Osteoblast-Derived Paracrine and Juxtacrine Signals Protect Disseminated Breast Cancer Cells from Stress

SIMPLE SUMMARY: Bone metastasis is a debilitating, incurable complication that occurs in breast cancer patients with a variable period of latency after treatment of the primary tumor. The seeding of individual cancer cells in the bone marrow from the primary tumor occurs early in disease progression. How disseminated cancer cells are able to remain dormant in the bone marrow and then reactivate decades later to form destructive bone lesions is not fully understood. We have used model systems to identify bone resident cell types, and molecular mediators, that influence the survival and fate of disseminated breast cancer cells. The identification of such cellular and molecular support mechanisms can inform the design of new therapeutic strategies aimed at eliminating indolent cancer cells from the bone marrow, preventing progression to overt metastases. ABSTRACT: Metastatic breast cancer in bone is incurable and there is an urgent need to develop new therapeutic approaches to improve survival.

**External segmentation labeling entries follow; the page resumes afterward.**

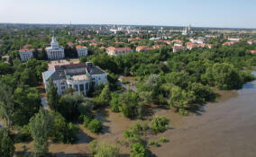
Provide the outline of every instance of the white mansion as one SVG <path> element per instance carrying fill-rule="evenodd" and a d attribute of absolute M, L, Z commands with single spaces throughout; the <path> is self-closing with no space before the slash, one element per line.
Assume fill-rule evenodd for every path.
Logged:
<path fill-rule="evenodd" d="M 63 47 L 59 47 L 56 38 L 51 38 L 50 47 L 45 48 L 48 59 L 59 60 L 65 57 Z"/>
<path fill-rule="evenodd" d="M 109 56 L 114 56 L 117 57 L 119 55 L 124 55 L 127 53 L 133 52 L 133 49 L 131 48 L 114 48 L 114 47 L 108 47 L 106 48 L 106 53 Z"/>
<path fill-rule="evenodd" d="M 35 49 L 32 48 L 32 45 L 31 44 L 24 45 L 23 48 L 19 50 L 19 55 L 20 55 L 22 62 L 26 62 L 30 58 L 32 58 L 34 50 Z M 41 48 L 38 48 L 37 52 L 41 53 Z"/>
<path fill-rule="evenodd" d="M 87 56 L 87 47 L 78 45 L 76 47 L 76 48 L 77 48 L 77 51 L 78 51 L 78 57 Z"/>
<path fill-rule="evenodd" d="M 58 87 L 58 94 L 62 95 L 68 88 L 87 94 L 90 83 L 97 86 L 99 83 L 107 83 L 107 74 L 95 66 L 92 63 L 79 63 L 54 65 L 53 68 L 42 73 L 42 79 L 47 90 L 50 79 Z"/>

Key to this is understanding the mechanisms governing cancer cell survival and growth in bone, which involves interplay between malignant and accessory cell types. Here, we performed a cellular and molecular comparison of the bone microenvironment in mouse models representing either metastatic indolence or growth, to identify mechanisms regulating cancer cell survival and fate. In vivo, we show that regardless of their fate, breast cancer cells in bone occupy niches rich in osteoblastic cells. As the number of osteoblasts in bone declines, so does the ability to sustain large numbers of breast cancer cells and support metastatic outgrowth. In vitro, osteoblasts protected breast cancer cells from death induced by cell stress and signaling via gap junctions was found to provide important juxtacrine protective mechanisms between osteoblasts and both MDA-MB-231 (TNBC) and MCF7 (ER(+)) breast cancer cells. Combined with mathematical modelling, these findings indicate that the fate of DTCs is not controlled through the association with specific vessel subtypes. Instead, numbers of osteoblasts dictate availability of protective niches which breast cancer cells can colonize prior to stimulation of metastatic outgrowth.